Abstract

To the Editor:
Smith and colleagues reported controlled non-heart-beating (NHB) organ donation from two patients with amyotrophic lateral sclerosis (ALS). 1 They alluded to the challenges of titrating medication to relieve distress in anticipation of terminal withdrawal of life support and multi-organ procurement in ALS patients. We elaborate on (1) the method to assess distress and (2) the medication to alleviate this distress.
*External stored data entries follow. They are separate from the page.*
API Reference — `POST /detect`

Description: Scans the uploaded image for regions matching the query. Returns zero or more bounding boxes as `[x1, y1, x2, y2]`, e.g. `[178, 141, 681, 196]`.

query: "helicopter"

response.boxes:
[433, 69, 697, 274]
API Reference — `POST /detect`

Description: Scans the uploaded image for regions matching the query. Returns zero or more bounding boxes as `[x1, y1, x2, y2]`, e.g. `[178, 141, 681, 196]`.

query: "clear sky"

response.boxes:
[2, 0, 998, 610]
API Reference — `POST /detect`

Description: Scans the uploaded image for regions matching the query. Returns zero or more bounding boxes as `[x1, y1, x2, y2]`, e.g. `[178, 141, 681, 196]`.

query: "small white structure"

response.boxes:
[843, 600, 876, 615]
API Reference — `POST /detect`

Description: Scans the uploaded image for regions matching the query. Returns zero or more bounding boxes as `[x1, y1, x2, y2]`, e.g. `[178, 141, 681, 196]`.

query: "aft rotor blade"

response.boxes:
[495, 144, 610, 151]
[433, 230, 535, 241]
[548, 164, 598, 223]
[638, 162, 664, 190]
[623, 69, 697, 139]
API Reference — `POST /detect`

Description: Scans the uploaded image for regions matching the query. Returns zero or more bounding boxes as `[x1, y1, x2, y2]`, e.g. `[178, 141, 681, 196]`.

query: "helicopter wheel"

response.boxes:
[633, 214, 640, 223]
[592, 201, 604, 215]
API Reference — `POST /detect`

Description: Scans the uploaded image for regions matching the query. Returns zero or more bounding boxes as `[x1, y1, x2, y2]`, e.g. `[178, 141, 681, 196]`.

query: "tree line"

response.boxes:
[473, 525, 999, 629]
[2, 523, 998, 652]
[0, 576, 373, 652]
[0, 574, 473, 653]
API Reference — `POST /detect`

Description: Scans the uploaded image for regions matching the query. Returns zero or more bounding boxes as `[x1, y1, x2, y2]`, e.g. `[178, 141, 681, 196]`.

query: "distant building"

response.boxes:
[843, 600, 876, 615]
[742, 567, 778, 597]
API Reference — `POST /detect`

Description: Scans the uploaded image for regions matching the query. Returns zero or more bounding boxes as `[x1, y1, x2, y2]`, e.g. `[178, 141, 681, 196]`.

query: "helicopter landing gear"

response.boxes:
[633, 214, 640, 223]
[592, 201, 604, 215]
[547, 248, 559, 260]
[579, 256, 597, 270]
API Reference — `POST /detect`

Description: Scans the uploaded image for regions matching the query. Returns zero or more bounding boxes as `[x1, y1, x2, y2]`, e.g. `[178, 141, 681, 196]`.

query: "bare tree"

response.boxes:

The neural pathways and interrelationship of the two components of consciousness– (1) level of consciousness (i.e., wakefulness) and (2) content of consciousness (i.e., subjective awareness)– are poorly characterized. 2 Experimental evidence suggests that subjective awareness of external and internal sensory stimuli may be independent of wakefulness. 2 Furthermore, electroencephalography (EEG) can detect awareness that may not be discernible from bedside clinical examination. 3 ALS is a neurodegenerative disease of the peripheral and central motor nervous system. ALS donors generally have normal peripheral and central sensory nervous system and intact higher brain structures. Higher brain structures can retain their neural reactivity for several minutes after circulatory arrest and can be detected by electric surges on EEG. 4 Non-heart-beating donors with catastrophic brain injuries also display acute surges on EEG. 5
In NHB protocols, death is declared after two to five minutes of circulatory arrest. 6 Interventions for in-situ organ preservation include but are not limited to (1) administration of heparin for systemic anticoagulation prior to circulatory arrest, (2) resumption of artificial circulation with extracorporeal cardiopulmonary bypass (i.e., heart-lung machine); and (3) in-situ exchange-transfusion with hypothermic preservative fluids after circulatory arrest.6,7 These perimortem interventions also preserve brain viability after circulatory arrest. Since the duration of circulatory arrest is not long enough for the central and peripheral neural pathways to cease functioning irreversibly, nociception and awareness in donors becomes a real concern. 8 Weakness and paralysis in ALS donors can conceal motor signs of distress. We and others have urged that NHB donors should be routinely monitored with continuous EEG.5,8
Auyong and colleagues 5 have demonstrated that administering benzodiazepines and opioids may be inadequate to mitigate distress in donors. Additional administration of intravenous and inhalational anaesthetic medication have been advocated.5,9 The titration of anaesthetic medication without EEG monitoring is difficult in the operating room, since bedside assessment of distress can be unreliable.
In conclusion, we urge the use of EEG monitoring and appropriate titration of anaesthetic medication and opioids to ensure optimal relief of distress in ALS donors.